Anaheim assemblyman says the sale 'is flawed and the judge needs to slow it down.'

December 07, 2010|By Mona Shadia,

COSTA MESA — Assemblyman Jose Solorio (D-Anaheim) has introduced an urgency bill asking the state Legislature to address unanswered questions about the planned sale of the Orange County Fairgrounds.

Solorio also is asking the Orange County Superior Court, which placed a temporary restraining order on the sale, to give the Legislature more time before ruling in the lawsuit. Solorio is asking that the bill be heard soon before state committees.

"I'm getting engaged in what the court is reviewing," Solorio said Monday. "I think the court should postpone making a final decision until more questions are answered and until the Legislature has some time to clarify some areas."

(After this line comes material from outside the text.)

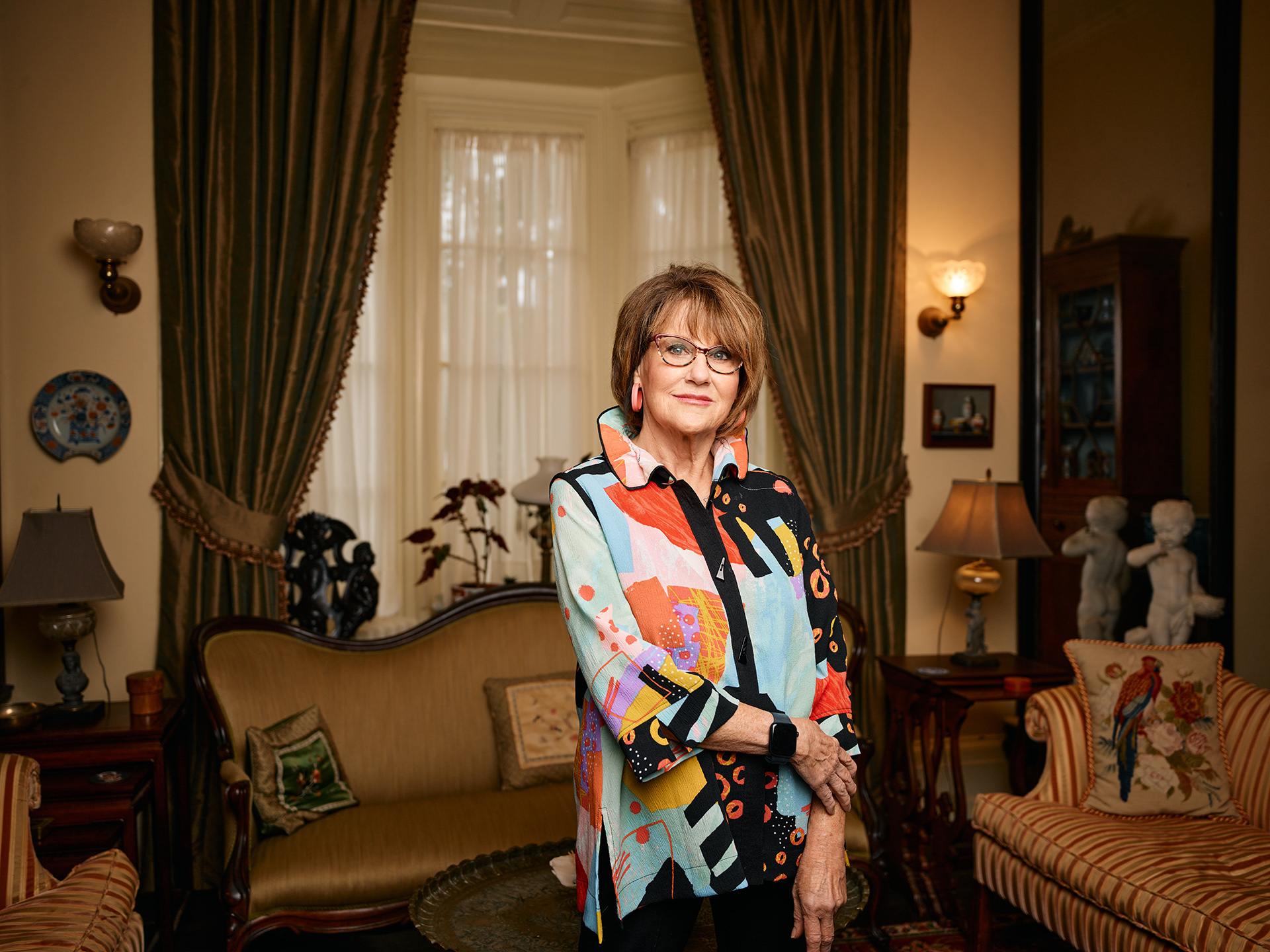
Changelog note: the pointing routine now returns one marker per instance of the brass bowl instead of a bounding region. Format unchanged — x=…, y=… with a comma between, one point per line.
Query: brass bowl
x=16, y=719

A group of businesses led by Jeff Teller, president of Tel Phil Enterprises Inc., which runs the weekly swap meet at the fairgrounds, filed a lawsuit claiming that the state violated its constitution by not following all the guidelines in the sale.

The lawsuit alleges that the Department of General Services, which is in charge of selling the fairgrounds, favored and helped Facilities Management West, the Newport Beach-based investment group that is buying the fairgrounds, land the bid for $100 million. An Orange County Superior Court judge then issued a temporary restraining order prohibiting the state to sell the land to Facilities Management.

A court date is scheduled for Dec. 15.

"My legislation is consistent with the plaintiffs," Solorio said. "The sale is flawed and the judge needs to slow it down."

Solorio said before the state can sell the fairgrounds, the Legislature needs to know its true market value. When the state issued its first bid last October to sell the fairgrounds, it estimated it would bring between $96 million and $180 million.

However, General Services officials have said that no official appraisal of the property was made before the state put the property up for sale.

The state's second bid also indicates that General Services must notify the Legislature of the sale. However, when Facilities Management was named the winning bidder, the Legislature was out of session, which raises questions about whether there was proper notification, Solorio said.

"DGS itself had in its last RFP [request for proposal] made mention that a certain part of the agreement would require Legislature approval," he said. "We need further definition of that."